Diane von Furstenberg, seekor singa fashion di musim dingin

Ms. von Furstenberg mengatakan bahwa momen yang paling menentukan dalam hidupnya adalah ketika ibunya, Lily Nahmias, seorang imigran Yahudi asal Yunani yang bekerja untuk perlawanan Belgia, dibebaskan dari kamp kematian saat perang berakhir pada 1945.

Setelah 13 bulan di Auschwitz dan Ravensbrück, si wanita berusia 22 tahun ini kurus sekali, hanya berat tulangnya saja, turun hingga 29 kilogram, dengan nomor-nomor tato biru, 5199, di lengannya kiri. Ia harus diberi makan setiap beberapa saat seperti burung. Setahun kemudian, ia menikah dengan tunangannya, seorang imigran Yahudi Bessarabia bernama Leon Halfin, yang bekerja di bidang elektronik dan kemudian bisnis semikonduktor. Meskipun dokternya memperingatkan bahwa ia tidak bisa memiliki bayi normal, ia melahirkan Diane.

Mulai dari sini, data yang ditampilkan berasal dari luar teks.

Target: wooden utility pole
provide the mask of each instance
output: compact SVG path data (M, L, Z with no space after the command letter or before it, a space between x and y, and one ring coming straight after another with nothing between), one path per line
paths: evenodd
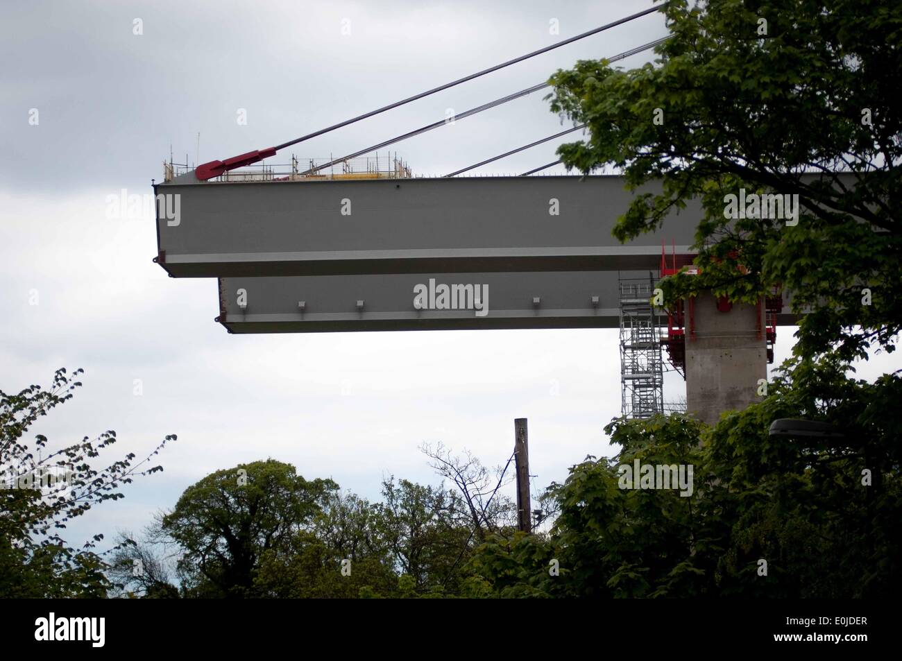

“Dan saya tidak normal,” kata Ms. von Furstenberg sambil tersenyum.

Ibunya keras terhadapnya, mengatakan, “Ketakutan bukanlah pilihan” dan “Jangan menjadi korban.” Ketika si kecil takut dalam kegelapan, ibunya mengurungnya di lemari gelap untuk menghadapi ketakutannya.

“Hari ini dia bisa dipenjara karena itu,” kata Ms. von Furstenberg dalam dokumenter. “Tapi dia benar.” Ibunya ingin “memperlengkapinya” dalam hal ia harus mengalami trauma seperti yang pernah ia alami.

Kemampuan untuk melihat berita buruk secara langsung membuat Ms. von Furstenberg tetap kuat ketika, pada usia 47 tahun, ia didiagnosis kanker di pangkal lidah. Kuncinya, kata dia pada saya, adalah “tidak menjadi korban, tidak marah, jangan berkata ‘Kenapa saya?’ Cukup katakan, ‘Inilah situasi saya. Inilah yang bisa dilakukan dokter. Inilah yang bisa saya lakukan.'”

Pada 80-an, ketika bisnis Ms. von Furstenberg sedang mengalami kejatuhan, ibunya, yang meninggalkan ayahnya untuk pria lain, pergi bersama pasangannya yang baru dalam perjalanan bisnis ke Jerman. Mendengar sekelompok pria berbicara dengan keras dalam bahasa Jerman di hotel membuatnya panik, dan ia ditemukan berjongkok di bawah meja resepsionis.